Details
SO 79 NE BADGER C.P. BADGER
7/53 Church of St.Giles
-
G.V. II
Parish Church. 1833 and 1886 on site of medieval church, probably founded
in C12. Red sandstone ashlar walls, slate roofs. Nave and chancel in
one, west tower 1833; north chapel, vestry and south porch added by
F. Francis in 1886. Tower, with set-back buttresses, possibly retains
some medieval masonry in its base, west doorway blocked and has a Tudor
arched window inserted; belfry lit by 3 broad lancets with hoodmoulds,
embattled top with pinnacles, weathercock, clock on south face. Broad
lancets under hoodmoulds (lights cusped on west wall) to wide buttressed
nave which projects to north and south of tower, east window on south
wall (to chancel) blocked. Wide east wall has window of 3 lights with
simple cusping and a datestone of 1833 above; north chapel has crosses
to gables and a 3 light east window with trefoiled heads and cusping
above west window'with geometrical tracery and Capel Cure coat of arms
above, moulded eaves cornice on north side; vestry, adjoining to west,
has a sloping roof and a double chamfered doorway under a hoodmould in
its west wall, cusped lancet to south; south porch of timber on sandstone
walls, pointed arch to entrance with quatrefoils in the spandrels,
perpendicular tracery in windows to side walls, bargeboards and gargoyles;
south door also of 1886 in Decorated style. Interior. No internal
division between nave and chancel, highly cusped Queen-post roof to whole,
low round arch (recessed) to tower approached down steps; sanctuary,
up one step, has communion rails with turned baluster shafts and hinged
gate, panelled reredos probably also of 1834; stained glass in east wall
1834, roundels in heads of lights above Netherlandish C16-17; north chapel
separated from the body of the church by a C15 screen, a survival from,
the medieval church, crest with Tudor flowers, intertwining leaves and
grapes to cornice above open groining with square leaf bosses; diminutive
rounded battlements to the capitals on the arches supporting the upper
part, the bottom is late C19 (1886?), open tracery with trefoiled heads;
north chapel roof is wooden panelled. The font is of 1887 and is a
copy of that designed by Wren for St. Bride's, Fleet Street, pulpit and
reading desk also late C19; a list of benefactors to the church (1752-
1852) hangs over the south door, 2 late C19 boards on east wall, one
with the Lord's Prayer, the other with the Apostles' Creed and Ten
Commandments; the painting over the Communion Table is an Ecce Homo after
Titian and'at the west end is a C19 copy of the Annunciation.

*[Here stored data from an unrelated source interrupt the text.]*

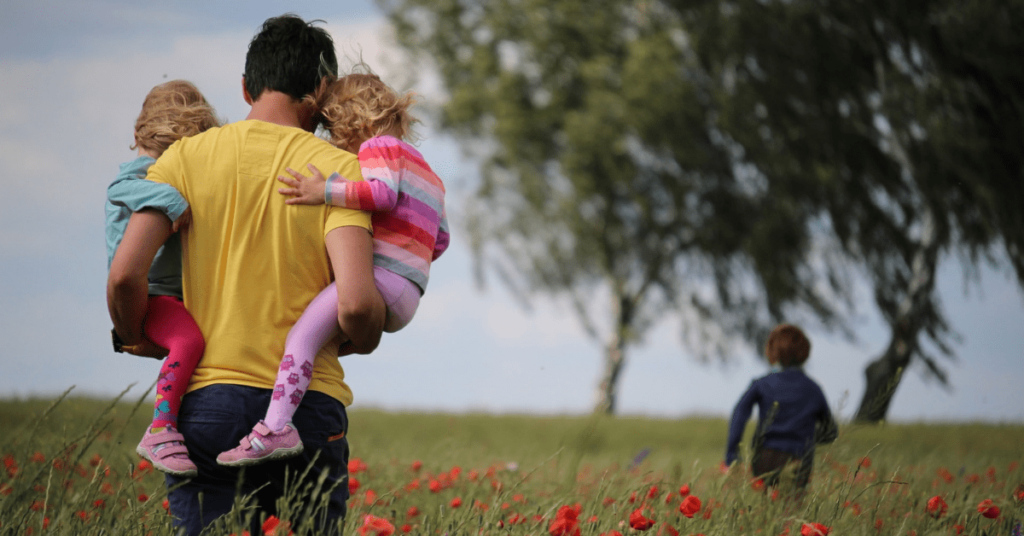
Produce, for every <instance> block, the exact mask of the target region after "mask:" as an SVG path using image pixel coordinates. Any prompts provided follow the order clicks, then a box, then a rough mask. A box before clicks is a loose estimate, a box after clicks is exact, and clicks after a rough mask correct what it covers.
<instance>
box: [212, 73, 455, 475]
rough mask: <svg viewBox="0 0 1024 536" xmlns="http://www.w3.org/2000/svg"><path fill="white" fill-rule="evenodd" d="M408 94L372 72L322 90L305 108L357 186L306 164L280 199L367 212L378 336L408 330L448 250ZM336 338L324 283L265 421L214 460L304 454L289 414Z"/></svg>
mask: <svg viewBox="0 0 1024 536" xmlns="http://www.w3.org/2000/svg"><path fill="white" fill-rule="evenodd" d="M414 102H415V98H414V96H413V95H412V94H411V93H406V94H399V93H397V92H396V91H394V90H393V89H392V88H391V87H389V86H388V85H387V84H385V83H384V82H383V81H382V80H381V79H380V78H379V77H377V76H376V75H373V74H370V73H357V74H350V75H347V76H344V77H341V78H339V79H337V80H335V81H333V82H332V83H331V84H328V85H325V87H324V88H322V90H321V91H318V92H317V93H316V94H315V95H314V96H313V97H312V102H311V104H313V105H315V107H316V108H317V109H318V110H319V111H321V114H322V115H323V116H324V118H325V123H326V127H327V130H328V131H329V132H330V141H331V143H332V145H334V146H335V147H337V148H339V149H343V150H345V151H348V152H350V153H353V154H356V155H357V156H358V158H359V168H360V172H361V174H362V178H364V179H365V180H355V181H349V180H348V179H347V178H346V177H343V176H341V175H340V174H338V173H334V174H332V175H330V177H329V178H327V179H325V178H324V175H323V174H322V173H321V172H319V170H318V169H316V168H315V167H314V166H310V171H312V172H313V176H311V177H306V176H305V175H302V174H299V173H297V172H295V171H294V170H292V169H288V170H287V171H288V172H289V173H290V174H291V175H292V177H294V178H289V177H285V176H280V177H279V179H280V180H281V181H282V182H285V183H286V184H288V185H290V187H292V188H284V189H280V190H279V192H281V193H282V194H284V195H286V196H289V199H288V201H286V203H288V204H292V205H296V204H304V205H321V204H324V203H327V204H331V205H336V206H342V207H346V208H352V209H357V210H367V211H370V212H372V213H373V215H372V221H373V228H374V266H373V270H374V282H375V283H376V285H377V289H378V291H379V292H380V294H381V297H382V298H383V299H384V302H385V304H386V306H387V316H386V320H385V324H384V331H386V332H388V333H393V332H395V331H398V330H400V329H402V328H403V327H406V325H408V324H409V323H410V322H411V321H412V320H413V317H414V316H415V315H416V311H417V308H418V307H419V303H420V298H421V296H422V295H423V293H424V291H425V290H426V287H427V282H428V280H429V276H430V265H431V263H432V262H433V261H434V260H436V259H437V257H439V256H440V255H441V253H443V252H444V250H445V249H447V246H449V241H450V236H449V225H447V219H446V217H445V213H444V184H443V182H442V181H441V179H440V177H438V176H437V174H436V173H434V172H433V170H431V168H430V166H429V164H427V162H426V160H425V159H424V158H423V155H421V154H420V152H419V151H417V150H416V149H415V148H414V147H412V146H411V145H409V143H408V142H407V141H404V139H408V138H410V137H412V135H413V133H412V130H411V126H412V124H413V123H414V122H415V121H416V120H415V119H413V117H412V115H411V114H410V108H411V107H412V106H413V104H414ZM339 331H340V328H339V327H338V292H337V290H336V288H335V284H334V283H332V284H331V285H329V286H328V287H327V288H326V289H324V291H322V292H321V293H319V294H318V295H317V296H316V297H315V298H313V300H312V301H311V302H310V303H309V304H308V305H307V306H306V310H305V312H304V313H303V314H302V317H301V318H300V319H299V321H298V322H296V323H295V326H293V327H292V330H291V331H289V333H288V338H287V340H286V341H285V355H284V356H283V359H282V365H281V368H280V370H279V372H278V382H276V384H275V385H274V390H273V395H272V397H271V400H270V404H269V407H268V408H267V412H266V417H265V418H264V419H262V420H261V421H259V422H258V423H257V424H256V426H255V427H254V428H253V430H252V431H251V432H250V434H249V435H248V436H246V437H245V438H243V439H242V441H241V442H240V444H239V446H238V447H236V448H234V449H231V450H229V451H226V452H222V453H221V454H220V455H218V456H217V463H220V464H221V465H228V466H240V465H253V464H257V463H262V462H264V461H266V460H271V459H280V458H285V457H289V456H294V455H295V454H297V453H299V452H301V451H302V449H303V446H302V443H301V441H300V439H299V434H298V430H296V429H295V427H294V426H293V425H292V423H291V418H292V415H293V414H294V413H295V411H296V408H297V407H298V405H299V403H300V402H301V400H302V397H303V395H304V393H305V391H306V389H307V388H308V385H309V379H310V376H311V374H310V373H309V371H311V370H312V362H313V359H314V357H315V354H316V349H318V348H319V347H321V346H323V345H324V343H325V342H326V341H327V340H329V339H330V338H332V337H334V336H335V335H337V334H338V333H339Z"/></svg>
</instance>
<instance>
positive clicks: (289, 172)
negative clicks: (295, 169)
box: [285, 167, 306, 180]
mask: <svg viewBox="0 0 1024 536" xmlns="http://www.w3.org/2000/svg"><path fill="white" fill-rule="evenodd" d="M285 171H287V172H288V174H290V175H292V176H293V177H295V178H296V179H297V180H304V179H305V178H306V176H305V175H303V174H302V173H299V172H298V171H296V170H294V169H292V168H290V167H286V168H285Z"/></svg>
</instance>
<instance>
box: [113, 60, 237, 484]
mask: <svg viewBox="0 0 1024 536" xmlns="http://www.w3.org/2000/svg"><path fill="white" fill-rule="evenodd" d="M218 125H219V121H218V120H217V118H216V116H215V115H214V111H213V108H212V107H211V106H210V105H209V104H208V102H207V100H206V98H205V97H204V96H203V93H201V92H200V91H199V89H197V88H196V86H195V85H193V84H191V83H190V82H187V81H184V80H172V81H170V82H165V83H163V84H160V85H158V86H156V87H154V88H153V89H151V90H150V92H148V93H147V94H146V95H145V99H144V100H143V101H142V110H141V112H140V113H139V115H138V118H137V119H136V120H135V132H134V138H135V142H134V145H132V147H131V149H133V150H134V149H137V150H138V156H137V157H136V158H135V159H134V160H132V161H130V162H126V163H124V164H121V172H120V173H119V174H118V177H117V178H116V179H115V180H114V182H112V183H111V185H110V187H108V189H106V224H105V228H106V253H108V257H106V265H108V269H110V266H111V263H112V262H113V260H114V255H115V254H116V253H117V250H118V246H120V245H121V241H122V240H123V239H124V236H125V231H126V230H127V229H128V220H129V219H130V218H131V215H132V213H134V212H137V211H139V210H143V209H156V210H159V211H161V212H163V213H164V214H165V215H167V217H168V218H170V219H171V221H172V222H173V230H174V231H177V230H178V228H179V226H180V225H182V224H183V223H184V222H186V221H187V220H188V218H189V216H190V212H189V211H188V205H187V203H185V201H184V199H182V198H181V196H180V195H179V194H178V193H177V191H175V190H174V189H173V188H171V187H169V185H167V184H160V183H157V182H152V181H150V180H144V179H145V174H146V171H147V170H148V169H150V166H152V165H153V164H154V163H155V162H156V161H157V160H156V159H158V158H160V156H161V155H163V154H164V152H165V151H166V150H167V148H169V147H170V146H171V145H172V143H174V142H175V141H177V140H178V139H180V138H182V137H185V136H191V135H195V134H198V133H200V132H203V131H205V130H207V129H210V128H212V127H215V126H218ZM148 283H150V288H148V292H150V300H148V303H147V308H146V315H145V322H144V325H143V329H144V331H145V337H146V338H147V339H148V340H150V341H152V342H155V343H156V344H158V345H160V346H162V347H163V348H166V349H167V351H168V354H167V359H166V360H165V361H164V364H163V366H162V367H161V369H160V377H159V378H158V380H157V399H156V402H155V404H154V406H155V407H154V416H153V422H152V423H151V424H150V426H148V427H147V428H146V430H145V435H144V436H143V437H142V441H141V442H140V443H139V444H138V447H137V448H136V449H135V450H136V452H137V453H138V454H139V455H140V456H142V457H143V458H145V459H147V460H150V461H151V462H152V463H153V465H154V466H155V467H157V468H158V469H160V470H162V471H164V472H167V473H170V475H175V476H178V477H195V476H196V475H197V468H196V464H195V463H193V461H191V459H189V457H188V450H187V449H186V448H185V444H184V438H183V437H182V436H181V434H180V432H178V431H177V429H176V428H177V424H178V408H179V407H180V406H181V398H182V397H183V396H184V394H185V388H186V387H187V386H188V378H189V377H190V376H191V373H193V371H194V370H195V369H196V365H197V364H198V363H199V360H200V359H201V358H202V357H203V352H204V348H205V342H204V340H203V333H202V332H201V331H200V329H199V326H198V325H197V324H196V321H195V320H194V319H193V317H191V315H189V314H188V312H187V311H186V310H185V307H184V305H183V304H182V302H181V244H180V242H179V236H178V234H177V233H174V234H173V235H171V237H170V238H169V239H168V240H167V241H166V242H165V243H164V245H163V246H162V247H161V248H160V250H159V251H157V255H156V257H154V260H153V265H152V267H151V269H150V273H148ZM112 334H113V336H114V349H115V352H119V353H120V352H123V351H127V352H130V353H135V351H134V349H132V348H130V347H124V348H123V349H122V346H121V344H120V338H119V337H118V334H117V333H116V332H112Z"/></svg>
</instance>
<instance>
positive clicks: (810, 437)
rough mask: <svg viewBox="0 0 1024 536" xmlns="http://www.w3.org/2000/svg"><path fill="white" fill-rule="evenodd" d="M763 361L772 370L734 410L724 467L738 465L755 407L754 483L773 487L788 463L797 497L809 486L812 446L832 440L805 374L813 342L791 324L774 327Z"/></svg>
mask: <svg viewBox="0 0 1024 536" xmlns="http://www.w3.org/2000/svg"><path fill="white" fill-rule="evenodd" d="M765 355H766V357H767V359H768V363H769V364H771V365H772V367H773V370H772V372H771V373H770V374H768V375H767V376H764V377H761V378H758V379H756V380H754V382H752V383H751V386H750V387H749V388H748V389H746V393H744V394H743V396H742V397H740V399H739V402H738V403H737V404H736V407H735V409H734V410H733V412H732V419H731V422H730V423H729V439H728V441H727V444H726V451H725V464H726V466H728V465H729V464H731V463H732V462H733V461H736V460H737V458H738V451H739V441H740V439H741V438H742V435H743V428H744V427H745V426H746V421H748V420H749V419H750V417H751V411H752V410H753V409H754V405H755V404H756V405H757V406H758V426H757V430H756V431H755V434H754V439H753V441H752V444H753V449H752V450H753V453H754V454H753V456H752V460H751V467H752V469H753V472H754V477H756V478H762V479H764V482H765V484H766V486H775V485H777V484H778V481H779V476H780V473H781V471H782V469H783V468H785V467H786V466H787V465H790V464H791V463H792V464H794V465H796V467H795V468H796V479H795V485H796V488H797V490H798V492H799V491H802V490H803V489H804V488H806V487H807V485H808V483H809V482H810V478H811V469H812V467H813V464H814V447H815V445H816V444H819V443H831V442H833V441H835V440H836V436H837V427H836V421H835V419H834V418H833V414H831V411H830V410H829V409H828V403H827V402H826V401H825V396H824V394H823V393H822V391H821V387H820V386H818V384H817V383H816V382H815V381H814V380H813V379H811V378H809V377H808V376H807V374H805V373H804V363H806V362H807V358H809V357H810V355H811V341H810V340H809V339H808V338H807V335H805V334H804V332H803V330H801V329H800V328H798V327H797V326H794V325H791V324H780V325H778V326H776V327H775V329H773V330H772V332H771V334H770V335H769V336H768V342H767V343H766V344H765ZM779 367H780V368H779Z"/></svg>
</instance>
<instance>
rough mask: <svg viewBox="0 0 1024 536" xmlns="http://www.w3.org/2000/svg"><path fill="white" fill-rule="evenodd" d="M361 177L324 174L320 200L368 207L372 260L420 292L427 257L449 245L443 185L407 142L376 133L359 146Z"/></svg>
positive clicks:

Monuments. In the north chapel (north wall) Isaac Hawkins Browne (died
1818), by Chantrey, iirge seated figure in profile; stele-shaped monument
by Flaxman to Browne's mother(died1802) ( shown standing with a genius
appearing in a cloud above) also commemorates his wife, Henrietta; Harriet
Pigot (died 1852), stele-shaped wall monument, an angel taking her up,
by John Gibson; on north wall of nave, Harriet Cheney (died 1848) also
by Gibson, she is seated, a standing angel holding her arm; tablet to
Elizabeth Kynnersley (died 1649) with contemporary wooden heraldic crest
above. Cranage III, pp.173-4; Pevsner B.O.E. pp.67-8.